Related to this, how did a chapter titled “Diversity” turn into detailed minutiae about business networks?

Instead of wanting to learn why our educational reform model in the U.S. is “like a machine,” how to erase our “ecological footprint,” or even how to “Develop a ‘hacker ethic,’” it feels like it’s time to stop appropriating the language and metaphors of other sectors – it seems like it’s part of the reason why we’re in this mess in the first place! Of course, I’m not going to be presumptuous enough to propose what new guidelines we are to use. Metaphors are used to create symbols to represent and direct us toward a new frame of vision; presently these metaphors are clogging our dialogue and leading reform astray.

Again, I want to reiterate that I think the general ideas are worthwhile in Hargreaves’ text; I’m concerned by the perpetuated wrongdoing of language as demonstrated within the text.

When Good Feedback Goes Bad

As is the case at the end of any grading period, I had my students write anonymous evaluations of my 11th and 12th grade English classes after they completed their final. Not that it’s an exactly innovative notion, but I am generally interested in redesigning and shaping my class around what my students see as being successful for their needs. The exact prompt students were asked to respond to was as follows:

Evaluation: This is the end of your 2nd mester of English, you will not have any more English classes this year. Please write down what you think could be most improved about this class for future students. What do you think was least helpful in your development as a reader, writer, and critical thinker? What do you think was most interesting or most helpful? How can Mr. Garcia be a better teacher? Do you have anything else you would like to say? Please do not put your name on this evaluation.

I continue to struggle with trying to come up with a way to get students to be harsher in their criticism. I generally get positive affirmations about how students liked the class, my teaching style, or the curricula used. The problem is I don’t really need to hear these comments; sure, they’re nice, but they don’t help me improve. Perhaps most frightening with this semester’s batch of evaluations is the number of students that reiterate the following basic idea:

“…I think that you already are a good teacher and do not have anything you need to improve. I think the people who need to change are the students…”

Much of my class revolves around decisions: students choose to focus on their work, to push themselves, to turn in their myriad writing assignments on time. So many of my students wrote their reflections about how their classmates are not holding themselves accountable or up to the expectations delineated in the class goals. To me, when I a student is not succeeding in class, I (as I’d guess many other teachers would) take the lack of success personally – I am not able to connect with the student or find a way for this student to make the decision to engage in class work.

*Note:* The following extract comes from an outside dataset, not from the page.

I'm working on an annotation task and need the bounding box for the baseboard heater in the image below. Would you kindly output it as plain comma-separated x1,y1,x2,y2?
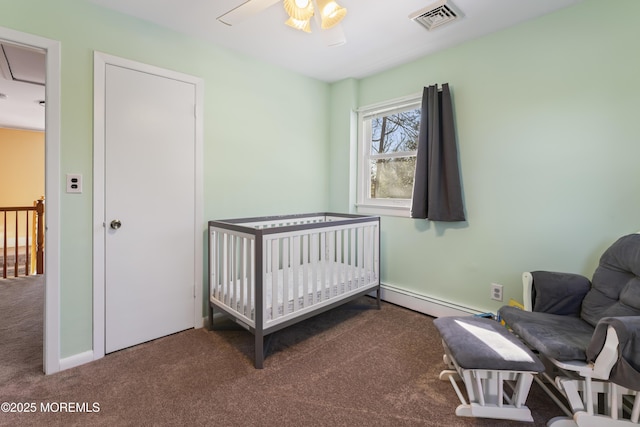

Not to get too righteous here, but the students in my class have been denied access to the kinds of educational opportunities that other public school children have received for far too long. It’s evident that this kind of hidden curriculum is so deeply engrained in our students’ psyche when the onus of blame is seen as that of one’s classmates than on the educator. That is, I should be the one scrutinized, criticized, and lambasted if a student is not performing as expected – not the student in the class conspicuously trying to text message a friend.